In the sad silence that followed, Matthias decided to lighten the mood of the proceedings a little. He slapped his paw down on the table.
”Well then, Mordalfus you old twig, I suppose you've been sitting here twiddling your paws while we've been away. Tell me, how did you manage to keep busy?”
The Abbot chuckled. ”Oh, we managed, I suppose. However, I'll let Cornflower tell you about that.”
Cornflower took her paw from around Mattimeo's shoulder for the first time that day. She stood up and grinned mischievously.
”Hmmm, it was as dull as ditchwater without our warriors and young ones about. Then one fine day we had a visit from some birds. Let me tell you about it. . . .”

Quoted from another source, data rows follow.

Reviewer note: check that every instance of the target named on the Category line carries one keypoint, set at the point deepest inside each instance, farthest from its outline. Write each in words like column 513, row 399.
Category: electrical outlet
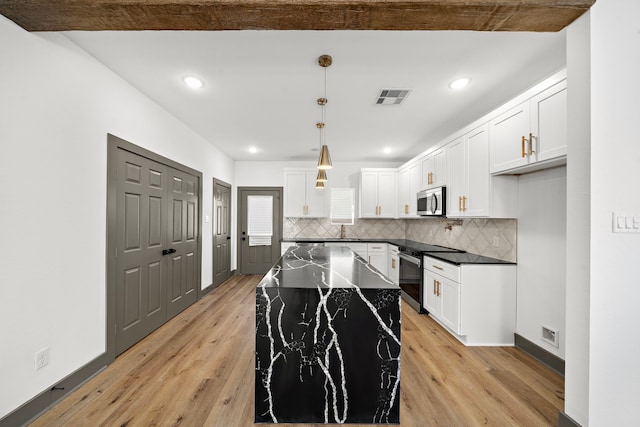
column 551, row 336
column 42, row 358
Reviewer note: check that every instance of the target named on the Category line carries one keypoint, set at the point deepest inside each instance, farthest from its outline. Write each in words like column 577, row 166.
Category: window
column 342, row 210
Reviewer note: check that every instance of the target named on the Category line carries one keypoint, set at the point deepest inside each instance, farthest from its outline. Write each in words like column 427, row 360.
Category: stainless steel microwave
column 432, row 202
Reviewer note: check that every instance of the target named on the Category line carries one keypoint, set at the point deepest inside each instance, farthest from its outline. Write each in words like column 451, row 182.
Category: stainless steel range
column 411, row 271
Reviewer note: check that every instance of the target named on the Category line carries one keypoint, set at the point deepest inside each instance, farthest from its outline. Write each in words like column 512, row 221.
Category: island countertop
column 324, row 267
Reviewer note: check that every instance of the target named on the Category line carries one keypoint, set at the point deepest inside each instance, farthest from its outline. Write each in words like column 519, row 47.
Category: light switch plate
column 626, row 223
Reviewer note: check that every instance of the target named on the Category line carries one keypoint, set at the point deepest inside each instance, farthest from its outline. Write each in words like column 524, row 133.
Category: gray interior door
column 182, row 268
column 221, row 232
column 157, row 245
column 258, row 259
column 141, row 270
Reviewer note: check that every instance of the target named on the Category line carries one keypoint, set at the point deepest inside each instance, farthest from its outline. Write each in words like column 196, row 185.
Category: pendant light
column 324, row 162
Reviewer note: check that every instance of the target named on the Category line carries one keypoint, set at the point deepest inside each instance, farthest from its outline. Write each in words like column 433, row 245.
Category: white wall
column 614, row 388
column 606, row 393
column 542, row 219
column 578, row 221
column 57, row 105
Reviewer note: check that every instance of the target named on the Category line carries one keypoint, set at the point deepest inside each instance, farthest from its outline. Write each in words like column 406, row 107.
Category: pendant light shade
column 324, row 162
column 322, row 176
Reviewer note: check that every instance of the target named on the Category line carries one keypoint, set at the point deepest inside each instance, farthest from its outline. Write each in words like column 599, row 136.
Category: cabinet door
column 404, row 192
column 414, row 187
column 439, row 176
column 387, row 192
column 430, row 298
column 456, row 189
column 368, row 194
column 393, row 269
column 549, row 123
column 477, row 165
column 316, row 198
column 428, row 168
column 506, row 132
column 450, row 304
column 294, row 194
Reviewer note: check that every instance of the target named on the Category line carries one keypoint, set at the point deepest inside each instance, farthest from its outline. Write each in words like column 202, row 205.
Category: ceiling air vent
column 392, row 96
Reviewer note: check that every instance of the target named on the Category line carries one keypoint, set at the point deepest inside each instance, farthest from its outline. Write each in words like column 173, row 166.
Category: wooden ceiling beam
column 212, row 15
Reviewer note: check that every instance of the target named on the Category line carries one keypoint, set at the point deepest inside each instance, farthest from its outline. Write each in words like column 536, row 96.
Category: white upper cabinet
column 408, row 187
column 377, row 196
column 434, row 169
column 468, row 189
column 531, row 135
column 301, row 197
column 471, row 190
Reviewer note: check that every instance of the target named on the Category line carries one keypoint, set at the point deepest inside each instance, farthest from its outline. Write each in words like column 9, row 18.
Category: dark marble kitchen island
column 327, row 340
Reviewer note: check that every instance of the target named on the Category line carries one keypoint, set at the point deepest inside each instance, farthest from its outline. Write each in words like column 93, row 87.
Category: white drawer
column 376, row 247
column 445, row 269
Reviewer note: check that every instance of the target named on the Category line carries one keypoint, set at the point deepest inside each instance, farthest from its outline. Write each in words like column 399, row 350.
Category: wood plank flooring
column 197, row 370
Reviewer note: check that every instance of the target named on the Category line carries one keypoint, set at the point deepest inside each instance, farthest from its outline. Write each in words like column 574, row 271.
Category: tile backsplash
column 495, row 238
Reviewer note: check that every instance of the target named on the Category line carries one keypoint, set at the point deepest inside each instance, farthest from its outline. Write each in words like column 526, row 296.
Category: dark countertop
column 453, row 256
column 409, row 244
column 325, row 267
column 466, row 258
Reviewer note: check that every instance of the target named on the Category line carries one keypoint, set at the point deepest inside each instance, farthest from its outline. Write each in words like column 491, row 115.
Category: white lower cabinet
column 475, row 302
column 377, row 256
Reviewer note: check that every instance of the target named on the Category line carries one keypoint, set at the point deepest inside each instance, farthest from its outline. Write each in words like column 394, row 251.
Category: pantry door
column 258, row 256
column 153, row 242
column 141, row 280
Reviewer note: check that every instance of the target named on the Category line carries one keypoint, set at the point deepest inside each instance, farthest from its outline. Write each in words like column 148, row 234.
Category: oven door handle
column 412, row 260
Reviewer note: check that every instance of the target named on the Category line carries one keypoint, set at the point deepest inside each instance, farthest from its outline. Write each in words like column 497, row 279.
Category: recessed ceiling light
column 458, row 84
column 193, row 82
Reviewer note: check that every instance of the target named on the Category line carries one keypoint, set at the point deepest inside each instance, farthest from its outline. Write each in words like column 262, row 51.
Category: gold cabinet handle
column 531, row 144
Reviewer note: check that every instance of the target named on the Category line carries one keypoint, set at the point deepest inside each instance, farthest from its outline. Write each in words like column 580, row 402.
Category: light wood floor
column 197, row 370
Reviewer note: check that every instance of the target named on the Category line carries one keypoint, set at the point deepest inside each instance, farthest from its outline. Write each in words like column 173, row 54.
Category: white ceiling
column 261, row 86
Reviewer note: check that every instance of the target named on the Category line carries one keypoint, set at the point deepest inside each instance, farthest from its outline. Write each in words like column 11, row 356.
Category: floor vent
column 392, row 96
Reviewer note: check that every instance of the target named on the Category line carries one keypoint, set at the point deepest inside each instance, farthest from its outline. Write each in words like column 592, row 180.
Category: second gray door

They listened spellbound, fuming with indignity at the thought of baby Rollo being held hostage, cheering for Sister May and her drugged strawberries, laughing aloud at the warrior ghost mouse and the terror it caused among the rooks, and finally applauding Constance and Stryk Redkite at the final struggle.
Mattimeo picked up his father's sword and offered it to Cornflower.
437.
”Here, Mum, you should be the Champion of Red-wall!”